Ken Williams is one of countless providers of services to the homeless here who rely on Lynnelle Williams’s willingness to do whatever she can to help. At the Salvation Army, agencies like Alcohol, Drug, and Mental Health Services (ADMHS) and Veterans Affairs (VA) have to pay a fee to keep some beds reserved for their clients. But Lynnelle always kept two beds aside for the veteran social worker to use for his clients, at no charge. “I could always go to her if I needed to get someone in,” said Ken Williams.

Lynnelle Williams, 56, is a single mother of two daughters. Born in Bermuda, she grew up in New York City. When she was 16, her family moved to California, but every 12 years or so they moved between New York, Bermuda, and California. In her first homelessness-related job, she was in charge of 160 to 180 women at a Manhattan Salvation Army shelter. Three years later, it was designated to be just for mentally ill and dually diagnosed homeless people, and Williams got eight-and-a-half years of on-the-job training.

Crystal Murphy credits Williams, her former boss at the Salvation Army, with saving her life. “I got into some trouble, was released from jail, and was a resident [at the Salvation Army],” she said. “I had no direction and was very angry. She saw something in me and said, ‘Hey, how would you feel about working here?’”

“You can’t sugarcoat anything with her,” said Murphy, who is now program director at the shelter. “She’s straightforward. She’ll bend over backward to help you, but you gotta be straightforward with her because she’ll see it all.”

Williams believes there’s a plan for her life that doesn’t necessarily coincide with what she wants, and this pulls her through fires others might flee, like the time, two years after WillBridge opened, that its books were packed with red ink, and Williams had yet to take a paycheck. Someone advised her to close its doors and get a job. But she answers to a different supervisor and saw it as a test of faith. She prayed and put out a fleece — a type of prayer where one asks God specifically for what one needs and expects it to be provided, giving thanks in advance. In this case, it was $625, which arrived as a check in an envelope from an unknown Iowa address three days later, she said.

In 2009, WillBridge was one of only two Santa Barbara nonprofits to be chosen for a Social Venture Partners (SVP) investment grant — $25,000 and the brain- and manpower of half a dozen SVP participants to help with board development, fundraising, and more. A second $30,000 reinvestment was announced just recently.

If WillBridge has been a series of tests of Williams’s faith, the thunderous opposition to plans for eight units of permanent supportive housing on upper State Street was certainly another.
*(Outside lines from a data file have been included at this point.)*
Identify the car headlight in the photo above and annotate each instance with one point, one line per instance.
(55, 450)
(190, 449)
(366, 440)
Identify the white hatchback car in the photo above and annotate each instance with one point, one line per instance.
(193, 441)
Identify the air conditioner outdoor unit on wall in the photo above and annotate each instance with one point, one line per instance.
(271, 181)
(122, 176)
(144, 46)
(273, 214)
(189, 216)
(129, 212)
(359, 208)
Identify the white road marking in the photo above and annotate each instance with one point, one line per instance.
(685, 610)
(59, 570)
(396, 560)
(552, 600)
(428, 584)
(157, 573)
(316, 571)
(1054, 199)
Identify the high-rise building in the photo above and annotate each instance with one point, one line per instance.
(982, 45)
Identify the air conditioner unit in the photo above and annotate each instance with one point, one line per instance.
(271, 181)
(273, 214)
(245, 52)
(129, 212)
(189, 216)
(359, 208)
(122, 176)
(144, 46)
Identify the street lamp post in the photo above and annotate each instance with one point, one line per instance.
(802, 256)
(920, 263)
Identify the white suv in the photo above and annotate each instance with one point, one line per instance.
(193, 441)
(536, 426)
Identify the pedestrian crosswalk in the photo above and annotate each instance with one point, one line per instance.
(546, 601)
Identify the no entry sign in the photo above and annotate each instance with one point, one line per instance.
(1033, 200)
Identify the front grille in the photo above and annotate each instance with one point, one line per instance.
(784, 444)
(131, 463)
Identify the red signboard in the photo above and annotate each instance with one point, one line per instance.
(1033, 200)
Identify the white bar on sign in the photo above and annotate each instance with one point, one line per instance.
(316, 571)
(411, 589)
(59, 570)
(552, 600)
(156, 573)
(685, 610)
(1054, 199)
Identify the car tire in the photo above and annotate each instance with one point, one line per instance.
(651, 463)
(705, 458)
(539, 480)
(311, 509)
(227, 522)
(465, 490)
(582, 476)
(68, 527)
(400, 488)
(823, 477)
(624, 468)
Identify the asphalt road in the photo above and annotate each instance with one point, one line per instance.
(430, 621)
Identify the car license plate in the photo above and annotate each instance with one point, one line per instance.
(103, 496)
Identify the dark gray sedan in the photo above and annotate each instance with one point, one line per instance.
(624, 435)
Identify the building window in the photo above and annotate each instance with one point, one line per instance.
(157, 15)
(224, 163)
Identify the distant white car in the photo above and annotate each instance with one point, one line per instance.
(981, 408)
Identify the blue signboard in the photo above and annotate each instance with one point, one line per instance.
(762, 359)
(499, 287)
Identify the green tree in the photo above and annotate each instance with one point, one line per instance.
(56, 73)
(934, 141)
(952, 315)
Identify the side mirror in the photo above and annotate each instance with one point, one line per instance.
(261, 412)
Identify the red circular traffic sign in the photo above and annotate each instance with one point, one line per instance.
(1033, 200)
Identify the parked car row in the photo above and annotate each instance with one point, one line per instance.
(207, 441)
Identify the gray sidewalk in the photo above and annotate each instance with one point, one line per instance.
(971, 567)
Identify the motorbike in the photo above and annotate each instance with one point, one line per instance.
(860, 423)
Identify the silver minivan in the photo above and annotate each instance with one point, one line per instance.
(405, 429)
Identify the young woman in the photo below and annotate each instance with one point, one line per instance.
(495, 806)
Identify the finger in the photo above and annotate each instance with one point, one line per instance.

As Peabody Charter School parents expressed their opposition before the City Council on February 2, Williams seemed to be holding up just fine. The Steering Committee of parents, housing authority officials, and San Roque neighbors charged with working on solutions to parents’ concerns concluded on April 11 that they will accept WillBridge as a neighbor. Two members of the San Roque community with background in the fields of mental health, social, or homeless services will be invited to sit on the interview committee that selects residents.

Santa Barbara Police Officer Keld Hove, who replaced Casey as Restorative Policing officer when Casey retired, said Peabody parents shouldn’t worry. “Of all people, I would want to see Lynnelle in my neighborhood, rather than a for-profit sober-living place. She’s got a good big heart, and she’s there for the right reason.”